A new garage was installed to the rear of the wing as well as a sheltered veranda area overlooking the back garden. However, the star turn was the kitchen, linked to the body of the house by the glass vestibule.
"I had come to realise that the kitchen needed to be positioned next to the garden," says Jeremy. The garden had become an integral part of the house with its east-facing terrace directly accessed through the kitchen's french windows.
The windows, like the outer walls, were latticed with iroko strips. "It's a way of disguising the glass," says Jeremy. "Rather than having big shouting apertures, I wanted to incorporate larger areas of glass into the elevation but in a disguised way. I like the way the timber-cladding of the barn is echoed in the wooden strips across the windows."
Inside, too, the kitchen is bathed in light. Huge arc lights hang from its vaulted ceiling while a south-facing oriel window has been added above the vestibule to let in yet more sunlight.
To the opposite side of the kitchen from the French windows, meanwhile, slit observation windows and a ventilation shaft above the customised units enable Jeremy's mother to indulge her twin passions of smoking cigarettes and keeping a watchful eye on her neighbours at the same time.

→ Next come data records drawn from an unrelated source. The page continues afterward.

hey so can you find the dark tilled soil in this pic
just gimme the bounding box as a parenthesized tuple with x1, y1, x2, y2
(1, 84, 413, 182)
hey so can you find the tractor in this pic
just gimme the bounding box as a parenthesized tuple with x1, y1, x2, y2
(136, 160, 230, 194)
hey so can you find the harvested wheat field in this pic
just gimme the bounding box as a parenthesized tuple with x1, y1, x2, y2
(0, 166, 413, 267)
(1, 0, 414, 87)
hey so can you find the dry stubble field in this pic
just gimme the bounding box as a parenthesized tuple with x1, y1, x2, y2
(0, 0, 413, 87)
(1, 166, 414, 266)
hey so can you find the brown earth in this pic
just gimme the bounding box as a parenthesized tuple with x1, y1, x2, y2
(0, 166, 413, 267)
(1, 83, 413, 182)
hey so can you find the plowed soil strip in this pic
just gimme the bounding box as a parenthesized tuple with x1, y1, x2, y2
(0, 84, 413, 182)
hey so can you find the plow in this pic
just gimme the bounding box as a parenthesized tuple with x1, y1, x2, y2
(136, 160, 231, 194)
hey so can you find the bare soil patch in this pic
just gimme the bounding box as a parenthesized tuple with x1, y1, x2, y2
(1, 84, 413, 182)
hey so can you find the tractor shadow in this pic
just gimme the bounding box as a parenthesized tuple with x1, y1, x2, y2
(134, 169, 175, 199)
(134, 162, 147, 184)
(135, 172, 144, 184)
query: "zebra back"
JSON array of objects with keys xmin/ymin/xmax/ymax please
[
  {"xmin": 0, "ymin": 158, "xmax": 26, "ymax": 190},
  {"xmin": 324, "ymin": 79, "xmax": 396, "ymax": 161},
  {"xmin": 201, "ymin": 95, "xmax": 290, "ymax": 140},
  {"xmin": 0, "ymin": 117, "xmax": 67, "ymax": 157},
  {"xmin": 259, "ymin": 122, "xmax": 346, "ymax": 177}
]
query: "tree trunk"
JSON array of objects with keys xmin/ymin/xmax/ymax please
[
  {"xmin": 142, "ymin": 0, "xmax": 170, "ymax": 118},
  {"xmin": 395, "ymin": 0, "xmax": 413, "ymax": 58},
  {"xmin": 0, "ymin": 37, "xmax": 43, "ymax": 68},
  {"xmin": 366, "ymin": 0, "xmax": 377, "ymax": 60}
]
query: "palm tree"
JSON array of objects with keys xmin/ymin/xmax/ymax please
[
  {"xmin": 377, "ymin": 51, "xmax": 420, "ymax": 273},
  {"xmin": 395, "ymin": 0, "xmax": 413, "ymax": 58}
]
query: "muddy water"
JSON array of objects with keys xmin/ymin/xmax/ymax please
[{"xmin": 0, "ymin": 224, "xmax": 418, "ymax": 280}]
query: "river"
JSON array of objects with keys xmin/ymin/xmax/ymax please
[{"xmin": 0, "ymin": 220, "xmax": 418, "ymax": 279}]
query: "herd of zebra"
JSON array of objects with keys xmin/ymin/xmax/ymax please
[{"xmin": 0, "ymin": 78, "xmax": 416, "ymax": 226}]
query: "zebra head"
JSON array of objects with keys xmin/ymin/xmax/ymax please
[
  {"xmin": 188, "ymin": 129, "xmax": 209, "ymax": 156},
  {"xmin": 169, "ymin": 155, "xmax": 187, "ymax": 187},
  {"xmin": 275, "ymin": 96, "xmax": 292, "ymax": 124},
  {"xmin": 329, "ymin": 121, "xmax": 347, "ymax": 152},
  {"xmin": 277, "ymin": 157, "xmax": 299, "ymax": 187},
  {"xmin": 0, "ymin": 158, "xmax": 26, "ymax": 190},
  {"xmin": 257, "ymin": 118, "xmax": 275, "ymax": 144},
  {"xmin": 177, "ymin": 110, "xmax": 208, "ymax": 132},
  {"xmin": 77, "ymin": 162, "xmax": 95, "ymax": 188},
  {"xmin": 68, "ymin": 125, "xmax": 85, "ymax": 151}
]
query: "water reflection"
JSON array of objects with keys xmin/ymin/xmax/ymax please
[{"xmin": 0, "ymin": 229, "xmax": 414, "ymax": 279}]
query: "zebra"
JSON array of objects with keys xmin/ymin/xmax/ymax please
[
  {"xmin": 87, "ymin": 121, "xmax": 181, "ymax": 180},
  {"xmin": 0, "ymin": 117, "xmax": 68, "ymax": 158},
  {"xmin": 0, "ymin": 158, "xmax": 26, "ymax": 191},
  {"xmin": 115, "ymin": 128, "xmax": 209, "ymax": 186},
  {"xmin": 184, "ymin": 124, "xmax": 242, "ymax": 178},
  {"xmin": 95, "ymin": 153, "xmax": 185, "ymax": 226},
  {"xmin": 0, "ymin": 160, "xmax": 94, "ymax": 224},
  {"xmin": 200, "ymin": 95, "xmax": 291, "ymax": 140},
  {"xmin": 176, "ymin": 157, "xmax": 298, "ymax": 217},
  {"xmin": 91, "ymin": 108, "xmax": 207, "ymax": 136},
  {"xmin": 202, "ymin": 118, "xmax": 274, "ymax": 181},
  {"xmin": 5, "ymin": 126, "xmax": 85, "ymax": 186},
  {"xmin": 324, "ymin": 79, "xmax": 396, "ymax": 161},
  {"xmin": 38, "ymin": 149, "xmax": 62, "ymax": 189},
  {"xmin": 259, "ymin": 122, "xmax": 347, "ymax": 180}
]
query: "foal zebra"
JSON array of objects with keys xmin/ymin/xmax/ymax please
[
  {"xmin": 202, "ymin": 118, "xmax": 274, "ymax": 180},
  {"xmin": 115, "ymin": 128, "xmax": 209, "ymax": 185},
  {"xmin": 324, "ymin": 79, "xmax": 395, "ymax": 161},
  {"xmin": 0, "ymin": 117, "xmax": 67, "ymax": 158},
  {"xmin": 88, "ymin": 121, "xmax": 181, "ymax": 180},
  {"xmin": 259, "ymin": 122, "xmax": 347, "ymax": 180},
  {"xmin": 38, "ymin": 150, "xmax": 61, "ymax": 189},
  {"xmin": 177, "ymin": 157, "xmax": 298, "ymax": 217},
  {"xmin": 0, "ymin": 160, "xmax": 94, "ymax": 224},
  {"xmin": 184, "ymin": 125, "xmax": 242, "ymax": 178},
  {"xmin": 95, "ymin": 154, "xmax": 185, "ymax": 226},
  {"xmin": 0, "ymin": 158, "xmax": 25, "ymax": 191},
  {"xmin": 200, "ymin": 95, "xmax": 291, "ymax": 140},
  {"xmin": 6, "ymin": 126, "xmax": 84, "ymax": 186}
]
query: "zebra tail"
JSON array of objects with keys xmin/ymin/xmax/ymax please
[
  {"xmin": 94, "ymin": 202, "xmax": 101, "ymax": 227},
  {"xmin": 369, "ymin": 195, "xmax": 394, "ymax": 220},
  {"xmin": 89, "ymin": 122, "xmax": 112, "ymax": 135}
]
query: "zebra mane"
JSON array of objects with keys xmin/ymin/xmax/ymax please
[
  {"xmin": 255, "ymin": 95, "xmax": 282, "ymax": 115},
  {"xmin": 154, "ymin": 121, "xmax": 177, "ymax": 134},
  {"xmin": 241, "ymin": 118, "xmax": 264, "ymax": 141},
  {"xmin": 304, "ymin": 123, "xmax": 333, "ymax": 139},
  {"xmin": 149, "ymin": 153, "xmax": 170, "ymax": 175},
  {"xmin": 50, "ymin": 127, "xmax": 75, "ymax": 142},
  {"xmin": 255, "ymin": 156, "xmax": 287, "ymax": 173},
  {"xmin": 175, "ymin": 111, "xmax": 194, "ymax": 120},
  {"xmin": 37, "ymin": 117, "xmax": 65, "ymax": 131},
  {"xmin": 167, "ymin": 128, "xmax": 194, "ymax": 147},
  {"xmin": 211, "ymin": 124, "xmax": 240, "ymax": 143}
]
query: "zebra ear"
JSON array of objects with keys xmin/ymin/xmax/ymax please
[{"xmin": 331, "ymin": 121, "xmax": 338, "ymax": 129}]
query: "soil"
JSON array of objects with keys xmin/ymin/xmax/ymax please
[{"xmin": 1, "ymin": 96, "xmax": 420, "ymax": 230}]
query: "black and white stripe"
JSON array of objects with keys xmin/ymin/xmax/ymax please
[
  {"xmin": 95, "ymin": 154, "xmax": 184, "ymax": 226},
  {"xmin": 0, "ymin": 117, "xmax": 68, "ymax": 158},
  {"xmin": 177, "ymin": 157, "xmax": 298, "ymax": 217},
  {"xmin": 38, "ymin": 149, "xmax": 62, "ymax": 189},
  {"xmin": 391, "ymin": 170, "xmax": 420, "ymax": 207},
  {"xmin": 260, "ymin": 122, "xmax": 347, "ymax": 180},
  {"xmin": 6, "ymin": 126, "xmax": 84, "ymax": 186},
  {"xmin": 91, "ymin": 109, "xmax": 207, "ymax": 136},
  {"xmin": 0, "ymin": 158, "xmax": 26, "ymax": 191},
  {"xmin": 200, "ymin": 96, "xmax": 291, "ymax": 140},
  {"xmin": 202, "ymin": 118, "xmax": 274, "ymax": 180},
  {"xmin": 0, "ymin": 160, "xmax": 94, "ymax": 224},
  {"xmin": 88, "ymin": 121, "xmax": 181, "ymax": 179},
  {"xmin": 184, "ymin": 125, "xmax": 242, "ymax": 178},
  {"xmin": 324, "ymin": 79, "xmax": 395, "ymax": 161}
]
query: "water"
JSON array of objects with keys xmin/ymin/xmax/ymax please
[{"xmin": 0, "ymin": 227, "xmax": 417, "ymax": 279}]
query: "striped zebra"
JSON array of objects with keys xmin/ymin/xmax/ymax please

The Kings are delighted with the extension. "It's breathed new life into the place," says Jeremy. "It has altered our relationship to the house and the way it is used. It has corrected the circulation and all the internal spaces now feel properly balanced. The new kitchen has become the living heart of the house."
Apart from scooping a prestigious RIBA award for the project, it seems to have marked out Jeremy's future career as a specialist in designing tasteful modernist extensions to historically sensitive buildings.
"What gives me the greatest architectural satisfaction is incorporating the best elements of modern design - especially use of space and light - within older buildings. It's always such a challenge but when you get it right it can be immensely rewarding."